Le informazioni ufficiali sul prodotto avvertono che questo medicinale potrebbe dover essere temporaneamente interrotto al momento o prima di qualsiasi procedura di imaging che utilizzi un mezzo di contrasto iodato (iniezione di colorante). Il farmaco è generalmente sospeso per 48 ore dopo la procedura. L'assunzione dovrebbe essere ripresa solo dopo che una nuova valutazione abbia confermato che la funzionalità renale è stabile.


D: Cosa succede se dimentico una dose di Glifor?

Le informazioni normative per il paziente stabiliscono che se si dimentica una dose di Glifor, i pazienti sono generalmente istruiti a saltare la dose dimenticata. I documenti normativi raccomandano generalmente di assumere la dose successiva programmata all'orario abituale. La guida del prodotto specifica che i pazienti non dovrebbero assumere due dosi per compensare quella saltata.
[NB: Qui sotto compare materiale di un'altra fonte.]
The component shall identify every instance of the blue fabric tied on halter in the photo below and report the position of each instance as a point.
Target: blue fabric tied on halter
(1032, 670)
D: Cosa devo fare se riscontro sintomi di acidosi lattica?

L'acidosi lattica è un effetto collaterale metabolico raro ma grave, menzionato nei documenti normativi. Si consiglia ai pazienti di riferire tempestivamente i sintomi come dolore muscolare insolito, difficoltà respiratorie, eccessiva sonnolenza o malessere addominale non specifico. La guida ufficiale sottolinea che, se questi sintomi si manifestano, il medicinale potrebbe dover essere immediatamente sospeso.

Come deve essere conservato e smaltito Glifor?
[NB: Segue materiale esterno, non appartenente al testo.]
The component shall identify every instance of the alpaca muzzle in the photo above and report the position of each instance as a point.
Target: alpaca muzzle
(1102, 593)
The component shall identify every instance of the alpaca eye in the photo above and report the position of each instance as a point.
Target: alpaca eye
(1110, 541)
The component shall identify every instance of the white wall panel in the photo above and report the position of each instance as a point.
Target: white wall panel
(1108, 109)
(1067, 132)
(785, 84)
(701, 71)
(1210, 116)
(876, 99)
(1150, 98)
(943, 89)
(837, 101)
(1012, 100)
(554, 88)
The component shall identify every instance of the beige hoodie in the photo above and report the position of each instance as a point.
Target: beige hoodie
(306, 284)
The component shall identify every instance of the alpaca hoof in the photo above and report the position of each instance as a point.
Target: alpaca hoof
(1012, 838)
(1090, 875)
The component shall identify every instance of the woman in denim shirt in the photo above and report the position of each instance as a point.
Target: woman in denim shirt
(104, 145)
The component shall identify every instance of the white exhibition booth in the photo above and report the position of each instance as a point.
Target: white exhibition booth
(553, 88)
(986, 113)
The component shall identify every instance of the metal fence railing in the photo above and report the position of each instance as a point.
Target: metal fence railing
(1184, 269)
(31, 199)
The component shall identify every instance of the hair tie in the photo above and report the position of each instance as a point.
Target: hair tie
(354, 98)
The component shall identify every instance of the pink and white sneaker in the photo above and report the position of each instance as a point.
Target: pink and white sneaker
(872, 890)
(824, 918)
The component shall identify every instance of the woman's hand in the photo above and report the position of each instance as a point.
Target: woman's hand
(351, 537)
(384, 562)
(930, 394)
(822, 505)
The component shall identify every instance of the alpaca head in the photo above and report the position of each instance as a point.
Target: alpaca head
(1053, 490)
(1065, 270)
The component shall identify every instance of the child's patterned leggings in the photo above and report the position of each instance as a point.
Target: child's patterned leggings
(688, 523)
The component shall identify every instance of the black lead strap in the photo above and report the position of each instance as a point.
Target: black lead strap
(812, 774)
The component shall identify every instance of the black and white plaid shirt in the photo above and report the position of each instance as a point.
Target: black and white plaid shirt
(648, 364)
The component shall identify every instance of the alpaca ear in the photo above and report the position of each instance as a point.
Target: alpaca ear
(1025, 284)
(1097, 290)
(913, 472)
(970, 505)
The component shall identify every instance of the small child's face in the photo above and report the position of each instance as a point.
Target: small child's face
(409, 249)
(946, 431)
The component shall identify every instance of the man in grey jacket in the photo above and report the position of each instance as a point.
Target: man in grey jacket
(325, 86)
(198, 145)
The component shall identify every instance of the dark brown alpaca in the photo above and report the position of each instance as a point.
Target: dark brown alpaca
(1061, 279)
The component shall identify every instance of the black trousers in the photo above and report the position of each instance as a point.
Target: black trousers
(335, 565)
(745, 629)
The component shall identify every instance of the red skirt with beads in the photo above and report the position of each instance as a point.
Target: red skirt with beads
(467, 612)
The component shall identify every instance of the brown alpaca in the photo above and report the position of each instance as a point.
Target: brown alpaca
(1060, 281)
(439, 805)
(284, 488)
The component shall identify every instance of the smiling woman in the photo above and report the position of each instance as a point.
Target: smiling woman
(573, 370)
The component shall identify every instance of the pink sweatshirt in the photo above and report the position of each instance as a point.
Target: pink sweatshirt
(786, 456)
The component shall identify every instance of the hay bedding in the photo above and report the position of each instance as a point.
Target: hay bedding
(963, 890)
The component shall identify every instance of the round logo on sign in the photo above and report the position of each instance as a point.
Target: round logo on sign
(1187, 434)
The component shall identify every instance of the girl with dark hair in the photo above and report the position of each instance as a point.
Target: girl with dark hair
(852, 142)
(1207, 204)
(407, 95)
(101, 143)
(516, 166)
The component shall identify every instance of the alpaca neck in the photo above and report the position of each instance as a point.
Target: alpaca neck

Come Conservare e Smaltire Glifor?

Glifor (Metformina Cloridrato) deve essere conservato seguendo le specifiche normative per garantirne la stabilità e la sicurezza.


Requisiti di Conservazione

Classificazione Condizione
Temperatura Conservare a temperatura ambiente controllata, da 20 C a 25 C (da 68 F a 77 F).
Protezione Mantenere nel contenitore originale, ben chiuso, e proteggere da congelamento, umidità e calore eccessivo.
Sicurezza Bambini Requisito obbligatorio di tenere fuori dalla vista e dalla portata dei bambini.
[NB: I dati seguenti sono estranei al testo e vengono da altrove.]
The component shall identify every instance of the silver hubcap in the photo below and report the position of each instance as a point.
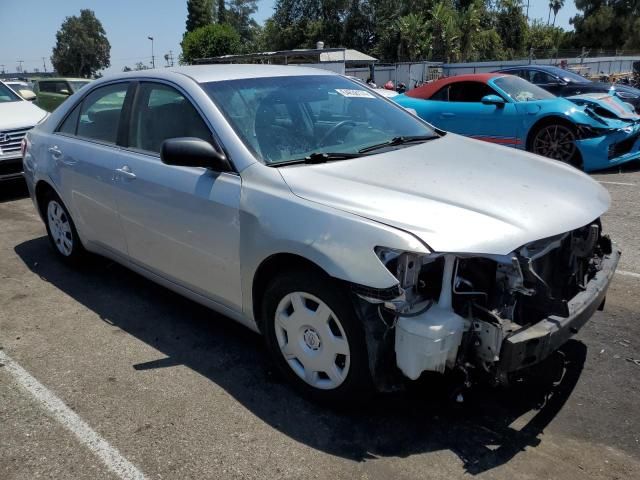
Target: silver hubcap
(312, 340)
(555, 141)
(60, 228)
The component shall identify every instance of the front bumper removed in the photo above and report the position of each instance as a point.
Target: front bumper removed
(533, 344)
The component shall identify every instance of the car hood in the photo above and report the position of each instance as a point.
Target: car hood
(457, 194)
(19, 114)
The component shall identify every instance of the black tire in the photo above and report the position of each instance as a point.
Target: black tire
(542, 142)
(357, 384)
(69, 249)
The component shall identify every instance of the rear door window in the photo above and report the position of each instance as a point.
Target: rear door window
(100, 113)
(161, 112)
(540, 78)
(68, 127)
(469, 91)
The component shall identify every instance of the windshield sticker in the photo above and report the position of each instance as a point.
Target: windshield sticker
(345, 92)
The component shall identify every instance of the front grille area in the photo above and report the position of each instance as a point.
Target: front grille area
(621, 148)
(10, 140)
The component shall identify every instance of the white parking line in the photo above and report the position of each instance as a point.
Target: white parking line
(70, 420)
(628, 274)
(619, 183)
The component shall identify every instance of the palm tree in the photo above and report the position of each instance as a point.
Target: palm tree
(556, 5)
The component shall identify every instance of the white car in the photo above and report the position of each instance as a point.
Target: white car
(17, 116)
(21, 88)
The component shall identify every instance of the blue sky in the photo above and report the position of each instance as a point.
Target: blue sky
(28, 29)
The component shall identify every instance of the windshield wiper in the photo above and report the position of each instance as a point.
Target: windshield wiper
(319, 157)
(398, 141)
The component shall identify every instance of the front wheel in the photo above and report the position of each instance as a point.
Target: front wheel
(315, 338)
(61, 230)
(556, 141)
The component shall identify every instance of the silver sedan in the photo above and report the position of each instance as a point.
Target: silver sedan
(367, 246)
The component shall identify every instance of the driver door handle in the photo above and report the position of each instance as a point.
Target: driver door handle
(125, 171)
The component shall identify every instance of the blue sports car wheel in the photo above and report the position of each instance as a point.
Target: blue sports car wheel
(555, 141)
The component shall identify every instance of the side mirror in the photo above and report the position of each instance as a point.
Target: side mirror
(193, 152)
(493, 100)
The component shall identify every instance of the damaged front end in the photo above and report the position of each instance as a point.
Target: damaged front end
(493, 313)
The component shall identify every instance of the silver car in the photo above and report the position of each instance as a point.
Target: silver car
(366, 246)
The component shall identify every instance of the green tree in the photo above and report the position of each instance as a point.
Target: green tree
(81, 46)
(210, 41)
(556, 5)
(413, 36)
(199, 14)
(542, 37)
(606, 24)
(238, 14)
(511, 26)
(359, 26)
(222, 11)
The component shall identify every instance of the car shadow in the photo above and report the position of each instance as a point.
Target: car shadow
(11, 190)
(487, 430)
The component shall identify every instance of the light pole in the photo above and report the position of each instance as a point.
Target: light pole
(153, 58)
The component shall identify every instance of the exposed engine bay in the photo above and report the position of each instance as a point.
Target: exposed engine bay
(458, 311)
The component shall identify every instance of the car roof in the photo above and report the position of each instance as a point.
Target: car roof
(58, 79)
(543, 68)
(220, 72)
(426, 91)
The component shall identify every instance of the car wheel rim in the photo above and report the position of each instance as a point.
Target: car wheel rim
(555, 141)
(312, 340)
(60, 228)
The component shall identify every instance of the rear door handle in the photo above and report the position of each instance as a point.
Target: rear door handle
(125, 171)
(55, 152)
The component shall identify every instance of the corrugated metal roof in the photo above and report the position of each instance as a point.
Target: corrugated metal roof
(348, 55)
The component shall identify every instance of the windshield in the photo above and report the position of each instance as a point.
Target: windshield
(568, 76)
(282, 119)
(519, 90)
(8, 95)
(77, 84)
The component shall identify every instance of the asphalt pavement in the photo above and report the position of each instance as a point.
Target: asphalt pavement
(104, 374)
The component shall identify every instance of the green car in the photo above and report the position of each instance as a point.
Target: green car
(51, 92)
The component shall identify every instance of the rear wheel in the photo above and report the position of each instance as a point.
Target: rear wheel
(315, 338)
(61, 229)
(556, 141)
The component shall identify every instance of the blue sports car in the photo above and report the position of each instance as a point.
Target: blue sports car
(591, 131)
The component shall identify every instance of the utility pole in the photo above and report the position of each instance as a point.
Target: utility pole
(153, 58)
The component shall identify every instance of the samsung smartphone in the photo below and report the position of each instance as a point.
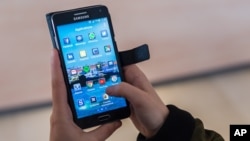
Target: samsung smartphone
(90, 63)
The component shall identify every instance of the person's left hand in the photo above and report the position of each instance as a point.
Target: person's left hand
(62, 126)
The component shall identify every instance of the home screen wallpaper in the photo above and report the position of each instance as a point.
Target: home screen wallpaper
(91, 65)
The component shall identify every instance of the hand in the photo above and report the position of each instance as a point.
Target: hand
(148, 112)
(62, 126)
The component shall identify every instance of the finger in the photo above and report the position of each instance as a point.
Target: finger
(136, 77)
(59, 93)
(104, 131)
(134, 95)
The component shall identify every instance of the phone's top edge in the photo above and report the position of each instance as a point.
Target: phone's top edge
(64, 11)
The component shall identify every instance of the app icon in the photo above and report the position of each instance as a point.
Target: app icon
(93, 99)
(86, 69)
(95, 51)
(102, 81)
(107, 48)
(105, 96)
(89, 84)
(70, 56)
(104, 33)
(83, 53)
(80, 102)
(79, 38)
(114, 78)
(92, 36)
(66, 41)
(77, 87)
(99, 67)
(110, 63)
(73, 72)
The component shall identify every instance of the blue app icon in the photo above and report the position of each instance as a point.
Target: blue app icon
(95, 51)
(77, 87)
(80, 102)
(70, 56)
(79, 38)
(66, 41)
(104, 33)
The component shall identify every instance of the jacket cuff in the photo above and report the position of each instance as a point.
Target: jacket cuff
(178, 126)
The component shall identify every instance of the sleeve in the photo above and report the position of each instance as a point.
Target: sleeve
(181, 126)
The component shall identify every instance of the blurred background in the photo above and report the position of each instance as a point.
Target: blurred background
(200, 59)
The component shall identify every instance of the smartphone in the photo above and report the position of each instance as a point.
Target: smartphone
(90, 63)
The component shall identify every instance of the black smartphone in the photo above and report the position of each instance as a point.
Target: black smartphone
(90, 63)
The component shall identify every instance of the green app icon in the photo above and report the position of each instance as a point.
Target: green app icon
(92, 36)
(86, 69)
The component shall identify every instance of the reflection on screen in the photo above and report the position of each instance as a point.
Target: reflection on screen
(91, 65)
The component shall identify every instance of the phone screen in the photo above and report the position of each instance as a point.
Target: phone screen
(91, 65)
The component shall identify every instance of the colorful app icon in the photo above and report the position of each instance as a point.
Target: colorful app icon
(107, 48)
(92, 36)
(80, 102)
(110, 63)
(105, 96)
(77, 87)
(95, 51)
(66, 41)
(79, 38)
(93, 99)
(90, 84)
(102, 81)
(70, 56)
(86, 69)
(114, 78)
(73, 72)
(104, 33)
(83, 54)
(99, 67)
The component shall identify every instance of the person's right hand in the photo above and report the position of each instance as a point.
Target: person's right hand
(148, 112)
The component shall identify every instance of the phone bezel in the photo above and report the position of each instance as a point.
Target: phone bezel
(66, 17)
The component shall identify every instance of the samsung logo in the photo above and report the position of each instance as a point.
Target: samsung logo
(80, 17)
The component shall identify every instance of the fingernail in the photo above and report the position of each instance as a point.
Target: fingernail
(109, 90)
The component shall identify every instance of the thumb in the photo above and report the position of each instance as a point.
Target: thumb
(134, 95)
(104, 131)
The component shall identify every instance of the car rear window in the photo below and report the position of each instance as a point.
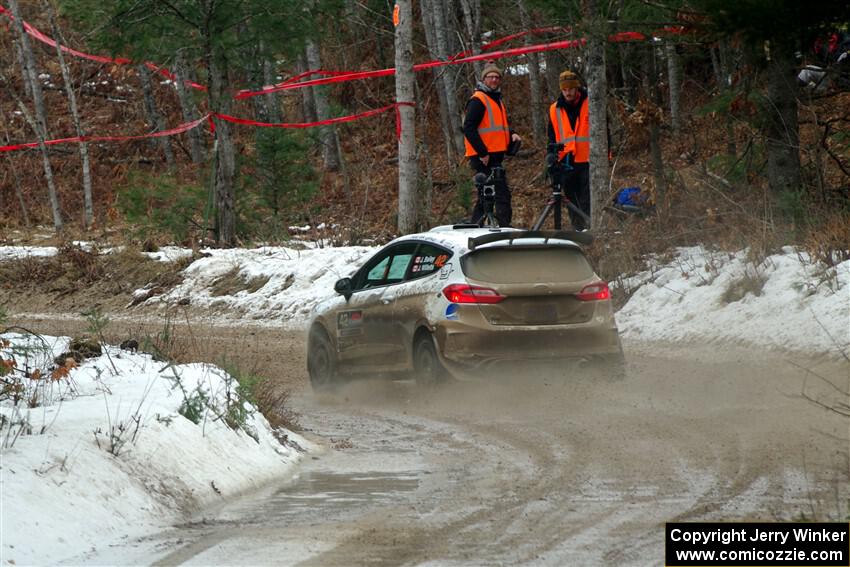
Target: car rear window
(520, 265)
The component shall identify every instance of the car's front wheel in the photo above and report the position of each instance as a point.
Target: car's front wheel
(321, 361)
(427, 368)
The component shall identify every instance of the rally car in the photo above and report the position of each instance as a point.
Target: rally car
(459, 300)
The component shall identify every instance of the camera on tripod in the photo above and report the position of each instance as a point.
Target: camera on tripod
(554, 165)
(486, 184)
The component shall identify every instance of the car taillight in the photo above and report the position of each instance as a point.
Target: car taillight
(463, 293)
(594, 292)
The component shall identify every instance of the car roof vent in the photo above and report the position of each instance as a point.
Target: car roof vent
(579, 237)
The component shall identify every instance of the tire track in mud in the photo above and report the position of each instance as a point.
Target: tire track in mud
(553, 470)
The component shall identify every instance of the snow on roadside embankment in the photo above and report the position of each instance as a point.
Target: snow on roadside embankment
(785, 302)
(267, 286)
(118, 447)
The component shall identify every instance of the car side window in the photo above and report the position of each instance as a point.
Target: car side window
(427, 260)
(387, 267)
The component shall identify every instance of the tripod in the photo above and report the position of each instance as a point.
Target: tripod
(486, 185)
(557, 198)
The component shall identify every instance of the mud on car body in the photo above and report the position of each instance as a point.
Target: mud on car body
(461, 300)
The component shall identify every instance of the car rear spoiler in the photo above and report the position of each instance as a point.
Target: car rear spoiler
(580, 237)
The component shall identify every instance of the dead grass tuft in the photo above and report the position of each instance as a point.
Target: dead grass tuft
(273, 403)
(829, 242)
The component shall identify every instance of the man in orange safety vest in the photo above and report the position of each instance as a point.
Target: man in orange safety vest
(488, 138)
(569, 125)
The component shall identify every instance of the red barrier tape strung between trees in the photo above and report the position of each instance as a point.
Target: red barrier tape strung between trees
(209, 118)
(34, 32)
(338, 120)
(341, 76)
(176, 130)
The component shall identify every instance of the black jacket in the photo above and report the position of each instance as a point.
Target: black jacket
(573, 111)
(475, 111)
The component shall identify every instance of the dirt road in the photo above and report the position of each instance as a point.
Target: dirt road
(539, 470)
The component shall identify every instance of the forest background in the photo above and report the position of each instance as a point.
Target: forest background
(704, 114)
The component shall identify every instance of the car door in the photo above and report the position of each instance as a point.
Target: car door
(365, 326)
(420, 283)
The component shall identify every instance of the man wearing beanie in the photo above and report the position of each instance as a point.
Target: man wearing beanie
(569, 124)
(488, 137)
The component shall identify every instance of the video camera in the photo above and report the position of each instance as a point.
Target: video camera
(555, 166)
(486, 184)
Istruzioni per lo Smaltimento

Il Glifor non utilizzato o scaduto deve essere smaltito attraverso un programma ufficiale di ritiro dei farmaci o seguendo specifiche procedure per i rifiuti domestici. Glifor non rientra nell'elenco dei medicinali per i quali è raccomandato lo scarico nel gabinetto o il versamento in uno scarico.

Attenzione! Consultare sempre un medico o un farmacista prima di utilizzare pillole o medicinali.